2013 was an odd year. It flew by. I was extremely busy, but in some ways I feel as if I spent a lot of time procrastinating rather than doing. Here are some highlights and thoughts:

- I returned to full time work outside the home in February. I was definitely ready for this to happen and love my job, but full time work plus parenting means I don't have as much time for a lot of other things - blogging for one, hence the tumbleweeds on here (although I did write some posts that I was really happy with). Sebastian spends his days with a great childminder and is getting on brilliantly. He's well and truly into the toddler stage (which is infinitely more fun and rewarding than the baby stage, even taking tantrums into consideration) and keeps us constantly busy. It took him 16 months, but he's also now sleeping through the night, which is amazing.

- I achieved my breastfeeding goal (and then some). Go boobs! I was thankful to be able to continue feeding after my return to work and am thankful to have had such a positive experience.

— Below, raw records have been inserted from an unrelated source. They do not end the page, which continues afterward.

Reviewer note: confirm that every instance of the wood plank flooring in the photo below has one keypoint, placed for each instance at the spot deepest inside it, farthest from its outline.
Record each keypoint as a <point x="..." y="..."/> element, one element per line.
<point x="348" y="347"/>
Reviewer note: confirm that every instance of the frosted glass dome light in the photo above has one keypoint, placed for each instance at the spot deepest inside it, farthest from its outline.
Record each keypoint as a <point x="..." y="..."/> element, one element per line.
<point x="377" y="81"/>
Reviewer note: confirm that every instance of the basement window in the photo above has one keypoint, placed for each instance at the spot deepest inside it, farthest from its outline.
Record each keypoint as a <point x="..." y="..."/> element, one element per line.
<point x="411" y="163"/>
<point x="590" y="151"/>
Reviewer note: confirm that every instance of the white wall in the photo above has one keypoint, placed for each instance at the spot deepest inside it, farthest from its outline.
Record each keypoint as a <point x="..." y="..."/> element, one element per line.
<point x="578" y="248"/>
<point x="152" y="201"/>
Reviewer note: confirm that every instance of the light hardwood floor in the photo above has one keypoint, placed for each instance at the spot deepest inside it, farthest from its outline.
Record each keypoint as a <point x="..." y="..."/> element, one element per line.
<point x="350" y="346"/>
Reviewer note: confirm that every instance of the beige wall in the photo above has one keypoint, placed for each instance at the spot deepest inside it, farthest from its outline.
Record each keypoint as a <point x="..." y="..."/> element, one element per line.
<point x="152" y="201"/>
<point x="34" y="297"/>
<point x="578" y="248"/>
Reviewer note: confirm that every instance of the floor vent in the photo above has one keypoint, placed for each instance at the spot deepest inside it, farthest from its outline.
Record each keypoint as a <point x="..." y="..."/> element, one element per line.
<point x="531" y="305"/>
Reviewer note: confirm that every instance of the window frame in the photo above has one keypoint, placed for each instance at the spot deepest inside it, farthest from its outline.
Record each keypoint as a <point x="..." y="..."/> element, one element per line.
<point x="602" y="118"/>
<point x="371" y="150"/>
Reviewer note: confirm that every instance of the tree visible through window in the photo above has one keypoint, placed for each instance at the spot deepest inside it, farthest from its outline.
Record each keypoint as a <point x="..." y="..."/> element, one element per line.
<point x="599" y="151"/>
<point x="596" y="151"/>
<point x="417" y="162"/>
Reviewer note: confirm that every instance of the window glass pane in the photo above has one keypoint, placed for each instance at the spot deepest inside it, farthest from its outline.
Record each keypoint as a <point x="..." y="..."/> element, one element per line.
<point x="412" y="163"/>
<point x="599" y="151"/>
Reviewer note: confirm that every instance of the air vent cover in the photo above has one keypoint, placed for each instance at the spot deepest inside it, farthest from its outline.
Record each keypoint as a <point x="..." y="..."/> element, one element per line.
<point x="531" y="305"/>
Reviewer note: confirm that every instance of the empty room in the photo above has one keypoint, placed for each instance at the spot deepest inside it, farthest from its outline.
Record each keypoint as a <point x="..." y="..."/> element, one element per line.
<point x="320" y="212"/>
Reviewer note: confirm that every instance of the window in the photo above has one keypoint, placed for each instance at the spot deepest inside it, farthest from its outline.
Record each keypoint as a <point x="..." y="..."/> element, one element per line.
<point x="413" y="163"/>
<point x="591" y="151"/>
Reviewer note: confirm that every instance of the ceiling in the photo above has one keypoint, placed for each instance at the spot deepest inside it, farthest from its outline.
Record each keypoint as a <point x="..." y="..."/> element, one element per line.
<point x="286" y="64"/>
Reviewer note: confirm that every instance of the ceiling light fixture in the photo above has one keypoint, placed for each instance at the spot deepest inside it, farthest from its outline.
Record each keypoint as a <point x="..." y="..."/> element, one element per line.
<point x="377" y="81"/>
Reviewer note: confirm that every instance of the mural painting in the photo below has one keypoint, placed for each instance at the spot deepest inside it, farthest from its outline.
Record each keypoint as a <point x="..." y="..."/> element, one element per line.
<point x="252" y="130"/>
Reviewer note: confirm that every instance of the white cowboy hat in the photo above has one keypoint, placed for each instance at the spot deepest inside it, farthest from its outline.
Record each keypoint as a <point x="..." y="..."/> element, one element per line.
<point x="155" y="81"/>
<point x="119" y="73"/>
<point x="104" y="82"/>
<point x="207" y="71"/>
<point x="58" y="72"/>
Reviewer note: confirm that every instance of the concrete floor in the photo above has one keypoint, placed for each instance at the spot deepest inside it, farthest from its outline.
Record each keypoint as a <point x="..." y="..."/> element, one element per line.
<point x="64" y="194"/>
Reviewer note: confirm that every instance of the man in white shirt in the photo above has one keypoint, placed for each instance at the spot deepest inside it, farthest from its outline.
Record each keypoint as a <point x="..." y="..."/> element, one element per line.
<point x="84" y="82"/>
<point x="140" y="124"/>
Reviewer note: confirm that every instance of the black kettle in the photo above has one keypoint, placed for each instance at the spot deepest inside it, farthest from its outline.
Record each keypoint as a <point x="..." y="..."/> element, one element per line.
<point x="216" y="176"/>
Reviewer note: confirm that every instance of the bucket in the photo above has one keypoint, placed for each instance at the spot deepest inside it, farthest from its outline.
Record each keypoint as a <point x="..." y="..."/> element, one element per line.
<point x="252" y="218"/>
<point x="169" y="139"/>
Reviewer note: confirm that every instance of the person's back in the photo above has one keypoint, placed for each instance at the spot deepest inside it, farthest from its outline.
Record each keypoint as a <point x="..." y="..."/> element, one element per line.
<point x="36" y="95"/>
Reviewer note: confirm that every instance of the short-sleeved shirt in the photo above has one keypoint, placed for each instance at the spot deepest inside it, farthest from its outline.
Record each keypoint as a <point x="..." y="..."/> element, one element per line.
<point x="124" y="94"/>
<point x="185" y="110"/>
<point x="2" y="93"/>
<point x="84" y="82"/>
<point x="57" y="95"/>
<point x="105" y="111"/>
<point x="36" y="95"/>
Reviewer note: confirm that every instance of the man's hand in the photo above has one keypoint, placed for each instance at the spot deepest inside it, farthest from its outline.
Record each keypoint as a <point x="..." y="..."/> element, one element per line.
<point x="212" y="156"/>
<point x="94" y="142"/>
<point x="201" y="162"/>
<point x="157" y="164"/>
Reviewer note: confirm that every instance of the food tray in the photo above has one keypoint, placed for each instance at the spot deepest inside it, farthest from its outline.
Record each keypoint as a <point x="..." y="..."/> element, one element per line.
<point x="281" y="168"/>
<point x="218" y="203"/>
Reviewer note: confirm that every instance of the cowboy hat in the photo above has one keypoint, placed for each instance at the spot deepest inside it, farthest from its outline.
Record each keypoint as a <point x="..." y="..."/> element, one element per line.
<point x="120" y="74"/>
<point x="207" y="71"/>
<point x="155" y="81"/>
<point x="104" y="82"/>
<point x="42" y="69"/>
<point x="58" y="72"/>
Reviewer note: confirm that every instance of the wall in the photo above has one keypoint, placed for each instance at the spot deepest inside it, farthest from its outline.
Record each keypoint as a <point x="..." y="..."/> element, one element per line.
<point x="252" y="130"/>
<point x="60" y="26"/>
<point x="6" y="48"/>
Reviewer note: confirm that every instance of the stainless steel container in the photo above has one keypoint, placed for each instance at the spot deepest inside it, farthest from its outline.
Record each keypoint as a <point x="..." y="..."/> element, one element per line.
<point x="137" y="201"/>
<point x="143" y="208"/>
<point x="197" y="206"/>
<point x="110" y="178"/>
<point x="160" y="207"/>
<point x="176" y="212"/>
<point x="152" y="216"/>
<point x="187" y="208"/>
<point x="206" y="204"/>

- I survived my first family holiday (in France; we drove to the south-west coast with a 13-month-old Sebastian) and had a wonderful couple of weeks there.

- I had a great time speaking at Greenbelt and attending the festival for the very first time - you can now watch the video. Tasked to speak on the topic 'When I'm 40...', I realised that 40 is not as far away as I think.

- I took part in a panel discussion on blogging at the Christian New Media Conference.

- I did a lot of thinking about the Christian feminist world, and worried that all too often it ends up shutting itself off from the wider movement. This works both ways - there will always be a need to advocate for greater inclusion of women of faith in feminism - but I think we need to be careful that we don't end up going round in circles repeatedly justifying why we believe in gender equality, or why we believe other people should do the same. I've done that many a time and I fully agree with the woman I heard speak at Greenbelt that I no longer "feel the need to prove I have a right to an opinion and a voice", which includes making anything I have to say 'palatable' to appear more appealing to those who don't believe in equality. We need to move the conversation on - that's why I'm so grateful for the Gathering of Women Leaders, which does just that.

- I continued to find church, and building community within the church, an enormous struggle, although we did make some great new friends this year. There isn't really much else I want to say about this, to be honest. I did, however, read this post yesterday, and was able to relate to it in some ways. And time and again, I return to this post on '(not so) happy clappies'.

- I started the year off by writing about Evil Twitter Feminists, and continued the conversation in the summer with Evil Twitter Feminism 2.0. For the past month or so, I have barely even engaged with any discussion about feminism on Twitter. What was, at the beginning of the year, somewhat mythical, has become very real and very unpleasant, a situation where many people no longer feel able to speak about a whole variety of topics publicly. My feminist 2014 is going to be about building up, celebrating positives and victories, sitting back and listening and learning, building bridges and demonstrating a better way. If you can't get on board with these things, then I worry what you actually do stand for.

- A combination of being busy with work and parenting plus the above point on Twitter has meant I've really shut off from keeping up with blogs and even news over the past few months. This has made writing difficult and it's something I've really struggled with. I miss blogging, but I've felt completely stymied by some things that have happened in recent months. Blogging has changed. In 2014, I'm hoping things will change and that I'll be writing more again. One thing I wanted to do in 2013 but never achieved was revamping how this blog looks - so I finally got that done this past week. I'm now slowly working on getting every post formatted correctly.

- I bought these shoes and this was a really good idea. They're getting me through the winter and haven't made my feet sore once.